Exodus e Trezor hanno collaborato per migliorare l’esperienza del portafoglio hardware, semplificando la sicurezza e consentendo a chiunque di gestire in sicurezza le risorse digitali.

In pratica uno degli aspetti che più gli utenti lamentano per quanto riguarda l’uso dei wallet hardware è l’usabilità; exodus ha risolto il problema, invece che sviluppando l’ennesimo hardware wallet, andando a integrare quello che rimane uno dei prodotti più utilizzati dalla comunità.

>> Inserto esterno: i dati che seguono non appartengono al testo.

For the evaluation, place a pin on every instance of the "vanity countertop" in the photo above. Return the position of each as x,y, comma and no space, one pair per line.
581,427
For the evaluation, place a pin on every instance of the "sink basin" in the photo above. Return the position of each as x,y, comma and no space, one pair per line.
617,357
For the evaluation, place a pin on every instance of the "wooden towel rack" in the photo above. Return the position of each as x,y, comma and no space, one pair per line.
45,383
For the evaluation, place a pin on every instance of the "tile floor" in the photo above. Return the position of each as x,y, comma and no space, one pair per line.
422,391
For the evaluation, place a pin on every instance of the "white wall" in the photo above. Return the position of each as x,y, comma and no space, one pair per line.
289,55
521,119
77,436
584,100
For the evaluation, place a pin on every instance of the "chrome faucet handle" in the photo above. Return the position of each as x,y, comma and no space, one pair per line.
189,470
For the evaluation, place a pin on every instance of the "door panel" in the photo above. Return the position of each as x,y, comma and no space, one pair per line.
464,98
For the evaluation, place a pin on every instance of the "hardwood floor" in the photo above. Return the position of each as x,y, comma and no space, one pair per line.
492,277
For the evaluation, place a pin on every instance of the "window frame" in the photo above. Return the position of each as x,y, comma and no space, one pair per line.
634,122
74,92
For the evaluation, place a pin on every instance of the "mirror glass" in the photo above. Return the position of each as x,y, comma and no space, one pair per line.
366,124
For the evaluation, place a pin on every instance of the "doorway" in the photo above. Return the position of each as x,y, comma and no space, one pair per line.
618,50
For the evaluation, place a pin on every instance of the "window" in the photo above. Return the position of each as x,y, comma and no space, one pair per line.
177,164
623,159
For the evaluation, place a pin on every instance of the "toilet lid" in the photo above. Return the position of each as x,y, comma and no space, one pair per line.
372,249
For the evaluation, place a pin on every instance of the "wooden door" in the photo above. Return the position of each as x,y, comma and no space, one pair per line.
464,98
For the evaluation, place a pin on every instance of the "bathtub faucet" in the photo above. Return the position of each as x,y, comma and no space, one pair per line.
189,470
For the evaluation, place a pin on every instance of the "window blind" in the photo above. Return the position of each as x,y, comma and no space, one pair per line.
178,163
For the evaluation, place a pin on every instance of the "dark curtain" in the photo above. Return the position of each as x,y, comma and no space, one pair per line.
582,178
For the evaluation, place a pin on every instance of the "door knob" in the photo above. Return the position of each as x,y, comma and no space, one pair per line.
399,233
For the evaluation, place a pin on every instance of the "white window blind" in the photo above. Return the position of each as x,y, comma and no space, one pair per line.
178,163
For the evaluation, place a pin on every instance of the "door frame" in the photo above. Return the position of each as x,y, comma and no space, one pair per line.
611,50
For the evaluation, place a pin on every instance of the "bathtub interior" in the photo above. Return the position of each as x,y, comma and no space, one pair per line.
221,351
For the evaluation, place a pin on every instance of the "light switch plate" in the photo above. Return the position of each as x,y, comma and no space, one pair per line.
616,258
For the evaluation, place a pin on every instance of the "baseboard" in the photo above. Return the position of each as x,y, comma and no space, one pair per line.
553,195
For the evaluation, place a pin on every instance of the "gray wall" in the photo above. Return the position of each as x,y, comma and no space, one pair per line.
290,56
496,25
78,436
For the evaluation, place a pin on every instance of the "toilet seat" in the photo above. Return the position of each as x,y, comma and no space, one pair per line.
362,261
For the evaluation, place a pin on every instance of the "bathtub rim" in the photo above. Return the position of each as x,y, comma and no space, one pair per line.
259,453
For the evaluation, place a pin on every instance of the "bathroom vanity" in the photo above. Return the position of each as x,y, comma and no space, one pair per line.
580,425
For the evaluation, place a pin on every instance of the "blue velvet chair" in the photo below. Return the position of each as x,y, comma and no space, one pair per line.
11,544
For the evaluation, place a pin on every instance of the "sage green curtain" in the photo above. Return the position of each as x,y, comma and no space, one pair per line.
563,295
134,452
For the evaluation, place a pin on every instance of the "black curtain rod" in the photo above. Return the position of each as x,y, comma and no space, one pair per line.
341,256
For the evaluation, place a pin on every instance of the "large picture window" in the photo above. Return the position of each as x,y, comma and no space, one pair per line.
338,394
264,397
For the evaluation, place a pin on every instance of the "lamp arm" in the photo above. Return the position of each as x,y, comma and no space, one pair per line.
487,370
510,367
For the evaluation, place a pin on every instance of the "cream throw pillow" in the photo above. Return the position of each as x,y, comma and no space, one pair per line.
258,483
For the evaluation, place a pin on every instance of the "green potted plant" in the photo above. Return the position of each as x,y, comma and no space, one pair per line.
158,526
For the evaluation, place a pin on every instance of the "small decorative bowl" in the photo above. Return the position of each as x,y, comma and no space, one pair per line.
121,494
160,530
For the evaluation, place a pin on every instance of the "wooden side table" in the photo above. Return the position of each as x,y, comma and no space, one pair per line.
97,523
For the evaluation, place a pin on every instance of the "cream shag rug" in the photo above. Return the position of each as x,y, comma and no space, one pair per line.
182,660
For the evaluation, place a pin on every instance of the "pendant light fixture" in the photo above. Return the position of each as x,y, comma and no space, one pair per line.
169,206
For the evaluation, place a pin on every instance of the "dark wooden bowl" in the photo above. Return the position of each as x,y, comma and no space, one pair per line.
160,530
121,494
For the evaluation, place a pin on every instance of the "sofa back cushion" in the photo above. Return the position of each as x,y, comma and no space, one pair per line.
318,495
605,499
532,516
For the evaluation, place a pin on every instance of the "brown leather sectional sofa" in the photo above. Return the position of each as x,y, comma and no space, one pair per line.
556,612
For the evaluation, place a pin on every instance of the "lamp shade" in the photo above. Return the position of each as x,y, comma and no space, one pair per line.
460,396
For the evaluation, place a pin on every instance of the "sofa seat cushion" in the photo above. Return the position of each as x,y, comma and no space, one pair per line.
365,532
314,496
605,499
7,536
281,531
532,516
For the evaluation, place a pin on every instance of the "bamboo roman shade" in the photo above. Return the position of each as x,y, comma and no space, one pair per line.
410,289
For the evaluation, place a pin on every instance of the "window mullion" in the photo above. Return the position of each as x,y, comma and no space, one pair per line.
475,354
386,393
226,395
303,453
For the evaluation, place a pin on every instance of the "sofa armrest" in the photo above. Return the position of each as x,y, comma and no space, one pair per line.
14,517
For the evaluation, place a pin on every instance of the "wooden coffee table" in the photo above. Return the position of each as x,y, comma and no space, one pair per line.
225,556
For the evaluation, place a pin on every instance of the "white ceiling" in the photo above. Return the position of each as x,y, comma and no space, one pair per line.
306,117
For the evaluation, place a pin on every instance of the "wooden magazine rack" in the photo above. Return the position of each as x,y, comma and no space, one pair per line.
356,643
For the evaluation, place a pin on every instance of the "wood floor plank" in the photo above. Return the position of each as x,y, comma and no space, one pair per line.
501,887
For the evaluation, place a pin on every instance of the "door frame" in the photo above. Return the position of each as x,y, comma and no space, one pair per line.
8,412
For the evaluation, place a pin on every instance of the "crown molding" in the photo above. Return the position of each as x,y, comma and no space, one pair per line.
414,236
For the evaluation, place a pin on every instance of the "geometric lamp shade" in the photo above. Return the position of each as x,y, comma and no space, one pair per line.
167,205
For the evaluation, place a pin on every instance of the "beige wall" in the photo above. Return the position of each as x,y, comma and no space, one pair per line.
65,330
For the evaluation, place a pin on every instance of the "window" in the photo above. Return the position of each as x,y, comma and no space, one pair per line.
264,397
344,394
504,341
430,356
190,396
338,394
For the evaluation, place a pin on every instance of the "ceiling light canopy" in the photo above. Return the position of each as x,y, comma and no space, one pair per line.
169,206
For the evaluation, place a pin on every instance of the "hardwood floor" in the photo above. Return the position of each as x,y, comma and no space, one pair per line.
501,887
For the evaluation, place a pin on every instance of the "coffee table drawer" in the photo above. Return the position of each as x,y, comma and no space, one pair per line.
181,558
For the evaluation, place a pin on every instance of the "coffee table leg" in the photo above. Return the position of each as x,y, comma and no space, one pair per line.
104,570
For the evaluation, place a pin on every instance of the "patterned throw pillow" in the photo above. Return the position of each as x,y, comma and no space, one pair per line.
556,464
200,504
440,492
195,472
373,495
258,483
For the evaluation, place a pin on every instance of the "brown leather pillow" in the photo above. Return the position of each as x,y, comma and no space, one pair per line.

In questo modo gli utenti hanno tutte le garanzie in termini di sicurezza garantite da Trezor, ma con l’elevata usabilità tipica di Exodus. Altro aspetto non irrilevante è l’assistenza fornita agli utenti che lo rende un wallet profondamente differente da altri presenti sul mercato; in un certo senso exodus sembra introdurre il concetto di intermediazione nel mondo dei wallet, il che, soprattutto per gli utenti meno scafati, è veramente una manna. Se davvero Exodus diventerà un’azienda da un miliardo di dollari è ancora presto per dirlo, dal momento però che ha ricevuto un endorsement così importante vale la pena tenerla d’occhio.